Like other colleges, HBCUs have struggled in the last decade amid enrollment declines and lower levels of public support. Enrollment at HBCUs has dropped from a high of about 326,000 in 2010 to 298,000 today, the Los Angeles Times reported.
As a result, three HBCUs have closed since 2000 and several others are fighting financial issues that have put their futures into question.
Among those is Bennett College, which is hanging on to its accreditation through a court order after SACSCOC found it lacked a "stable financial base." The accreditor's decision came after the all-women college raised more than $9.5 million over a two-month period in a bid to keep its accreditation.
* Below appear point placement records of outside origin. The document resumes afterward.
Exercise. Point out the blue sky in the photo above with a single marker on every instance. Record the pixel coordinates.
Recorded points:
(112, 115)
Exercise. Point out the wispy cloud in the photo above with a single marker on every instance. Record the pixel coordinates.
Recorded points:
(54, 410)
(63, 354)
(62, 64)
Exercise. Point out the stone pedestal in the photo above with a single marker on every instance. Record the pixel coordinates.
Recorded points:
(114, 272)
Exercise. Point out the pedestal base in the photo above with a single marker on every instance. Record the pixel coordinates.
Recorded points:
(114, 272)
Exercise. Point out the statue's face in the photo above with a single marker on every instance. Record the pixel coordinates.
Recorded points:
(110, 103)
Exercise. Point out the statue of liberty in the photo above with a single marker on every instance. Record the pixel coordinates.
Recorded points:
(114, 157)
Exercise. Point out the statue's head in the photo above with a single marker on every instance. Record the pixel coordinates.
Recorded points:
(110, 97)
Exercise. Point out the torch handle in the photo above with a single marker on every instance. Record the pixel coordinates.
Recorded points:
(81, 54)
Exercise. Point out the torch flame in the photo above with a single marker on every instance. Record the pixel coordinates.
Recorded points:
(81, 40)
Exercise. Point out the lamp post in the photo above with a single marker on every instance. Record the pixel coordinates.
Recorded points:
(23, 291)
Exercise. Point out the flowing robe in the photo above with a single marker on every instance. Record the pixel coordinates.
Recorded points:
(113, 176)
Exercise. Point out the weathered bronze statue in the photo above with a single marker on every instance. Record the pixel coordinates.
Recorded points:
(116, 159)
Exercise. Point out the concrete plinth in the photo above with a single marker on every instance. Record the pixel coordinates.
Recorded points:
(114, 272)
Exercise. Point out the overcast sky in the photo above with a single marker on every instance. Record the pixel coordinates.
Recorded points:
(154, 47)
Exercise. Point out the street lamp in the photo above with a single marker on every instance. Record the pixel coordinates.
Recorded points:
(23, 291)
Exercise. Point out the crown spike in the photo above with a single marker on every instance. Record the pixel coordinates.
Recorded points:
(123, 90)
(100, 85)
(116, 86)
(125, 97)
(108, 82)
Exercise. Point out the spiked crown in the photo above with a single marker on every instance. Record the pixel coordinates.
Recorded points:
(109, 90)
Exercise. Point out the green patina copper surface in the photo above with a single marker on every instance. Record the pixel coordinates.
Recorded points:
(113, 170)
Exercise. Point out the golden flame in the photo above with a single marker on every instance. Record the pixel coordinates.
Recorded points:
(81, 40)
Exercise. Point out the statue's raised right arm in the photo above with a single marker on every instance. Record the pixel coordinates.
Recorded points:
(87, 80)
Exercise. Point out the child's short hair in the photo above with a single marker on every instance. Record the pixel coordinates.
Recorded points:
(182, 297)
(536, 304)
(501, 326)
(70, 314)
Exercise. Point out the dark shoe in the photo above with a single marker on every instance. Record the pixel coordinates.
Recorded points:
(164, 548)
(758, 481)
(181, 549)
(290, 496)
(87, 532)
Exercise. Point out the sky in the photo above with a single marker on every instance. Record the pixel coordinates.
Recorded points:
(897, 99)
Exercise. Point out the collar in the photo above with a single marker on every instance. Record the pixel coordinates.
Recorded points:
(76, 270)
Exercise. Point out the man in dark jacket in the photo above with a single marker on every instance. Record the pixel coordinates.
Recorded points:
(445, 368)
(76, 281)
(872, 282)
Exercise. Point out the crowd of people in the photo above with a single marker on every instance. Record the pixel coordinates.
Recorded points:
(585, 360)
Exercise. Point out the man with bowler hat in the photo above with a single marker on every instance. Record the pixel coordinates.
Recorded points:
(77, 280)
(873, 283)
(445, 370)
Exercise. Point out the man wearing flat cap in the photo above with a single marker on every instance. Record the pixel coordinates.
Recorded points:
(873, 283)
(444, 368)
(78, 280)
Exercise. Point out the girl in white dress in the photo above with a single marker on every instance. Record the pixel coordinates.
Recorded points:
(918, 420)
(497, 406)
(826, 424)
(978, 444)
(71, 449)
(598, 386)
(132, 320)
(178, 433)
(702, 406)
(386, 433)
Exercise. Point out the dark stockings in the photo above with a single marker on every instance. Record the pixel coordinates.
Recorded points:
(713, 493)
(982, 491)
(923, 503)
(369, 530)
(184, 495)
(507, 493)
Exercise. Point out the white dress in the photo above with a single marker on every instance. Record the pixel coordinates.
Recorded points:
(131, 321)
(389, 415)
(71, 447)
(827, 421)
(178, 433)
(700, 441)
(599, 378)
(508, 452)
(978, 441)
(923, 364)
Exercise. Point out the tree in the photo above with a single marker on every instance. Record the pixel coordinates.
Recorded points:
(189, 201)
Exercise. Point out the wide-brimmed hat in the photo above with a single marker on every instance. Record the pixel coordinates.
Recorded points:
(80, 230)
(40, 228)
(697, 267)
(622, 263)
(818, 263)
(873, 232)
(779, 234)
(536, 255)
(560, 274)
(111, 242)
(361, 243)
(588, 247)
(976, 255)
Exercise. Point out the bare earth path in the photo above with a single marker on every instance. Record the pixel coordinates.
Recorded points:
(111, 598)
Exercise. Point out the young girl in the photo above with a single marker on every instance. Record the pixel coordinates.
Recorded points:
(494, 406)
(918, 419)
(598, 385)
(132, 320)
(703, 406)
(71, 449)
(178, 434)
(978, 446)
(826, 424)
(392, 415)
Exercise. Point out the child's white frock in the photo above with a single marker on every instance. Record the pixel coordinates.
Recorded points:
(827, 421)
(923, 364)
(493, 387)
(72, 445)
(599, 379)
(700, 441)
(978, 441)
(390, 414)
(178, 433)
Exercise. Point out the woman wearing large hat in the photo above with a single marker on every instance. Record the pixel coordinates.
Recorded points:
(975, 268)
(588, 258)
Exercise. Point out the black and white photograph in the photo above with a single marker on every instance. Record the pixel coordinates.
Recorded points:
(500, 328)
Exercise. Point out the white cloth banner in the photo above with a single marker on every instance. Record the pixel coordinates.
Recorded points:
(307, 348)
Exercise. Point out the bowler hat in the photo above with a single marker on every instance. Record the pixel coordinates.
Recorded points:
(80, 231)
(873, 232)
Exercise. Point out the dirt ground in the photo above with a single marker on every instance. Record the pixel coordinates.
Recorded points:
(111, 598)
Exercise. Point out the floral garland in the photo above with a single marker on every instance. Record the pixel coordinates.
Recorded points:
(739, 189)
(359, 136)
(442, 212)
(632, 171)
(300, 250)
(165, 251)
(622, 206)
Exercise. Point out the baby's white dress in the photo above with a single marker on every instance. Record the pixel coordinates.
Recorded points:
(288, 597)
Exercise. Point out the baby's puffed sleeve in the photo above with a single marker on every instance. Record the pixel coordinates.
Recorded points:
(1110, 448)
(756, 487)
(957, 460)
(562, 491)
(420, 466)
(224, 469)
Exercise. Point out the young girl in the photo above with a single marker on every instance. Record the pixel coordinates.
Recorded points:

Likewise, Cheyney University of Pennsylvania, the oldest HBCU in the U.S., is fighting to keep its accreditation by raising $4 million by next month, WHYY reported.
Last year, findings from the Government Accountability Office about the delinquency rate of the federal loan program for HBCUs also suggest that some of those institutions may be struggling financially. Almost three in 10 payments to the HBCU Capital Financing Program were delinquent in 2017, and three of the 46 participating institutions defaulted, the report found.
Others have suggested public funding has never been equitable for HBCUs. In Maryland, four HBCUs were offered $100 million to settle a long-running lawsuit that alleges the state allowed predominantly white institutions to duplicate programs offered by HBCUs, which then struggle to draw diverse pools of applicants. Plaintiffs in the case contended it would take several times that amount to fix a history of inequality.
Another study, meanwhile, found HBCUs face higher premiums for tax-exempt municipal bonds, a trend that could be due to racial bias.
There has been growing momentum to increase funding for HBCUs. Last year, the federal farm bill boosted funding for 19 land-grant HBCUs and gave them more financial flexibility for budgeting. And presidential hopeful Sen. Elizabeth Warren, D-Mass., proposed a federal fund of at least $50 billion for HBCUs.